Eric Garner, Cattle, and Bill O'Reilly

Eric Garner, Cattle, and Bill O'Reilly

The Gist


Eric Garner died after he was put in a choke hold, banned by the NYPD since 1993, by police officer Daniel Pantaleo who believed Garner was selling black market cigarettes. Although the grand jury was able to see the video that caught the whole incident (where Garner is heard to say “I can’t breathe” numerous times), they still didn't think it appropriate to indict Pantaleo. In order to indict, 12 of the 23 jurors on the grand jury must find the evidence presented to them is both legally sufficient and provides reasonable cause to believe that the defendant has committed the crime. A grand jury is considered a tool for prosecutors, who can offer a certain version of a story and do not have to present evidence that could exonerate the perpetrator.

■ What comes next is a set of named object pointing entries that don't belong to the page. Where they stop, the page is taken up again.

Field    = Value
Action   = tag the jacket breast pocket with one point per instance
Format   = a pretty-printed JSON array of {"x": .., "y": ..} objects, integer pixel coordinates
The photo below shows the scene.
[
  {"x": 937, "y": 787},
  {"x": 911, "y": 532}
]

Defenders of Pantaleo allege that he was not using the choke hold (which he testified to at the grand jury), but rather a technique taught at the police academy and, had Garner not suffered from asthma and heart disease, he would have survived the incident. Others, say the chokehold/appropriate-police-academy-taught-maneuver was grossly disproportionate considering Garner had his hands up, was outnumbered and did not threaten the police officers. The Atlantic wrote a fascinating story that asked readers the following:

“imagine that Eric Garner had been white….the police hassled Garner because he had a history of selling untaxed cigarettes….the kind of big-government intrusion that drives Tea Partiers nuts…[this case] bears some resemblance to that of Cliven Bundy, the…rancher who…prevented Bureau of Land Management agents from impounding his cattle after he refused to pay government grazing fees. Like Garner, Bundy was engaged in a form of commerce he believed the government should not tax… [he] resisted law enforcement’s efforts to punish him for it. For many conservatives, this made Bundy a hero….” 

One does have to wonder why the grand jury decided decided not to indict when such polar opposites as Bill O’Reilly and Jon Stewart agree it should have…and now you know the gist.